Nel sostenere questi argomenti, si rivela evidente il limite del libro stesso, e della parte centrale dell’opera: il furore delle arringhe trascina la discussione in improbabili ricostruzioni della storia della filosofia, ma soprattutto ad una eccessiva generalizzazione dei percorsi storici, a cui va aggiunta una prospettiva fastidiosamente provinciale, legata al territorio nazionale ed alle sue beghe politiche. Non vi è pressoché cenno al mondo anglosassone ed ai suoi intellettuali, così attuali nel dibattito, e troppa attenzione invece è rivolta al mondo francese, rendendo la discussione poco articolata. La forzatura effettuata a danno di alcune categorie concettuali lascia per lo meno perplessi: basti l’esempio del rifiuto di ammettere il forte estetismo che il nazismo ed il fascismo assumevano nelle loro liturgie di morte, nei discorsi, nella figura dell’Ariano. Per difendere la sua idea di estetica, Onfray nega qualsiasi paragone tra violenza e arte, sostenuto invece dal Führer e dai suoi seguaci e cerca di convincere il lettore a condividere una improbabile riscrittura della genesi delle idee. Il culmine è raggiunto quando si mettono sullo stesso piano, in un breve passaggio, Lenin e Mussolini, e si crea l’equazione tanto amata proprio da chi Onfray disprezza, ovvero i revisionisti.
Sebbene quindi il trattato sia di forte impatto, resta il sospetto che lo scrittore resti più attento alle aspettative di quanti comprano i suoi libri, piuttosto di approfondire l’analisi. Per tali ragioni la spaccatura fra esposizione narrativa- forte, avvincente e sferzante – e il contenuto del testo – oscillante, univoco e a tratti generalizzante – emerge prepotente e netta.

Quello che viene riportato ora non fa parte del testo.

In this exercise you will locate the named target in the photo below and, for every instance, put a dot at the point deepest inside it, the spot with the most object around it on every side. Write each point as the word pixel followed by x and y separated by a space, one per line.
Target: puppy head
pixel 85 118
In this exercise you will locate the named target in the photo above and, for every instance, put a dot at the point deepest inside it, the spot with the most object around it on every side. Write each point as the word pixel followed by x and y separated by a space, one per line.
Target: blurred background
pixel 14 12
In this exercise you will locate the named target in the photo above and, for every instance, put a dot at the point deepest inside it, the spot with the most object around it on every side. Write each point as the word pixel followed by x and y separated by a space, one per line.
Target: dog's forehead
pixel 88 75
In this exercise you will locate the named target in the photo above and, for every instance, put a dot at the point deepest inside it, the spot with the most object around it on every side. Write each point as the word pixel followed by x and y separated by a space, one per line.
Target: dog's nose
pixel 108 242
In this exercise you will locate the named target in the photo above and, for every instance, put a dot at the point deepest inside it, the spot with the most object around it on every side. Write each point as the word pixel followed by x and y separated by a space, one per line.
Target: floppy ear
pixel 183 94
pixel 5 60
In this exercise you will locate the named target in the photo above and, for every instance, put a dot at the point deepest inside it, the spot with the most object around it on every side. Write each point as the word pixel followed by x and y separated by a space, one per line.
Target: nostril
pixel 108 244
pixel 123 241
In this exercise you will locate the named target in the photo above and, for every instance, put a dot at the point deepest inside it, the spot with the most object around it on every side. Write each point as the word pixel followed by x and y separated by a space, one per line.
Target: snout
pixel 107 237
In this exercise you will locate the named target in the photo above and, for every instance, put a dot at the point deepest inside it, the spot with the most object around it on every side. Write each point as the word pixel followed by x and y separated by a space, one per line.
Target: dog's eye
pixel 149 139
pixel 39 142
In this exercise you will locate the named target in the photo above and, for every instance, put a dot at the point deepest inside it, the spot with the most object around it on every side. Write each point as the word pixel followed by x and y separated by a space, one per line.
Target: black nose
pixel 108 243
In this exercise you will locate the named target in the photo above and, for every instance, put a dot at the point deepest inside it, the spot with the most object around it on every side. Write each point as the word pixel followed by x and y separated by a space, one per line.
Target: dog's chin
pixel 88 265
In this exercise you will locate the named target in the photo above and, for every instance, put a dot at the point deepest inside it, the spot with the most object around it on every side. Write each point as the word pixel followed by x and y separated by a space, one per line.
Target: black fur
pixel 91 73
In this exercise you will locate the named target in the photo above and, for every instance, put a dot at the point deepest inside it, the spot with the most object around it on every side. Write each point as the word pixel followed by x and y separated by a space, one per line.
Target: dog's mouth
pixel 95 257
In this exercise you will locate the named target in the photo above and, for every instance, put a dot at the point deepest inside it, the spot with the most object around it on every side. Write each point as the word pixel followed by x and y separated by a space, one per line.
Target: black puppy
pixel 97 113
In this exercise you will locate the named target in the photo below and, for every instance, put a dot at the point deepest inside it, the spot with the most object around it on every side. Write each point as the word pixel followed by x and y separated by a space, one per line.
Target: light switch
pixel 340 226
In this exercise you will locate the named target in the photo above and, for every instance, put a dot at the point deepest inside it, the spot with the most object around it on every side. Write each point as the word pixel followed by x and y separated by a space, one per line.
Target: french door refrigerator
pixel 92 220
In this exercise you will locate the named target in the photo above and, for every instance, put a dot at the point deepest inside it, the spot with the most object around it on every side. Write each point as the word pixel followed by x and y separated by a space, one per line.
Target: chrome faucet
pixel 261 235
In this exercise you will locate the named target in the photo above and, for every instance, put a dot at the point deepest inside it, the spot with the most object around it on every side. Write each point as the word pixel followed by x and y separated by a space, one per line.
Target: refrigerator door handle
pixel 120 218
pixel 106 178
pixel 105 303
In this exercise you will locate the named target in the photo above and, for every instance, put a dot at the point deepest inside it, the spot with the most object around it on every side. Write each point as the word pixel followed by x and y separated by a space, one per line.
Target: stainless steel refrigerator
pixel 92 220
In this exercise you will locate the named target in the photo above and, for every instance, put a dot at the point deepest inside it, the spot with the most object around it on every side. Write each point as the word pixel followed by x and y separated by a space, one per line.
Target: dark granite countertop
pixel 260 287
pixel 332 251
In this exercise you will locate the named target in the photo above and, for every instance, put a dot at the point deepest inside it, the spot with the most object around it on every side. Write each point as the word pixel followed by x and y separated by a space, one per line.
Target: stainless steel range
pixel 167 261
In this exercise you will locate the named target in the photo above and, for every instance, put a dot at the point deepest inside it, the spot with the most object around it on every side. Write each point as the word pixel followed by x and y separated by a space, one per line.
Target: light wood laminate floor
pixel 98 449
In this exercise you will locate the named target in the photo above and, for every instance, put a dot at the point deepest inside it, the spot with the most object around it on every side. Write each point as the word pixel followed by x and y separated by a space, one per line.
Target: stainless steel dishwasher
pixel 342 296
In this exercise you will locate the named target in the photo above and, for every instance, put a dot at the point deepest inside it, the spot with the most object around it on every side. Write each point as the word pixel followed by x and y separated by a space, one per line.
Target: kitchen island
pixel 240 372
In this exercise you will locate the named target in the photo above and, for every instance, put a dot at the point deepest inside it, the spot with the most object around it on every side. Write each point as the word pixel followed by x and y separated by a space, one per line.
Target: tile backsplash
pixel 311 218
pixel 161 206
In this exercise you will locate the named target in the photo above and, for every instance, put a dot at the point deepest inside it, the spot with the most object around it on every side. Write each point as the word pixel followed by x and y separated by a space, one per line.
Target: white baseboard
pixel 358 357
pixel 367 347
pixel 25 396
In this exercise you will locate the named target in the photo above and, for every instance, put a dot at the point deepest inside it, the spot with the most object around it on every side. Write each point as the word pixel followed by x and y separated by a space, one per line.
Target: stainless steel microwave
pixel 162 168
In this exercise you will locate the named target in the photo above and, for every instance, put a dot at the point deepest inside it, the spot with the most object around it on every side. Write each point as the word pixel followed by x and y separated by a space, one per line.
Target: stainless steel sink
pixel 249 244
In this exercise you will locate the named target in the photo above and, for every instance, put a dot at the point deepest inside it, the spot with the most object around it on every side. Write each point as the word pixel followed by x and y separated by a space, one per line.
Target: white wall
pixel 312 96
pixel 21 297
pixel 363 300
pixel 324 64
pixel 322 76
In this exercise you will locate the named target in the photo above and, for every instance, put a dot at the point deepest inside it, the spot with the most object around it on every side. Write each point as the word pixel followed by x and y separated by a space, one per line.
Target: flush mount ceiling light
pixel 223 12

Strenuo difensore dell’anarchismo e dei suoi personaggi, il filosofo francese rischia spesso di denunciare ogni altra dottrina che non abbia il gusto del gesto estetizzante o individualistico, edonistico, a scapito della riflessione calma e puntuale.
I mezzi, i fini della politica trovano il loro portavoce in una figura incredibilmente avvincente a cui è dedicata la conclusione del libro. L’anarchico Blanqui, con la sua vita travagliata, tra un carcere ed un assalto, viene omaggiata e offerta quale esempio di uomo incorruttibile, deciso, nobile e umanissimo. Il ritorno ad una prosa libera dall’analisi storica e concettuale, tema precedentemente analizzato, arricchisce il volume di quella vis polemica che tanto ha contribuito a rendere Michel Onfray un filosofo attuale e audace: i dubbi evidenziati precedentemente scemano e appare invece di nuovo viva la figura del combattente senza paura, un Don Chisciotte del XXI secolo il quale, nonostante il passare degli anni, continua a raccogliere la sfida di sognare un mondo differente, libero per sé e gli altri.
Come suggerisce Massimiliano Panarari in una preziosa postfazione, il ritratto del filosofo è anche il ritratto della propria filosofia, del desiderio di riprendere le idee del Maggio ’68, il suo spirito trionfale tristemente tradito, e rinnovare una mistica di sinistra – sentimento, ovviamente, da iscrivere in una immanenza laica – libera da vecchi paradigmi e forte invece del coraggio di affrontare le sfide lasciate in sospeso dal precedente secolo breve.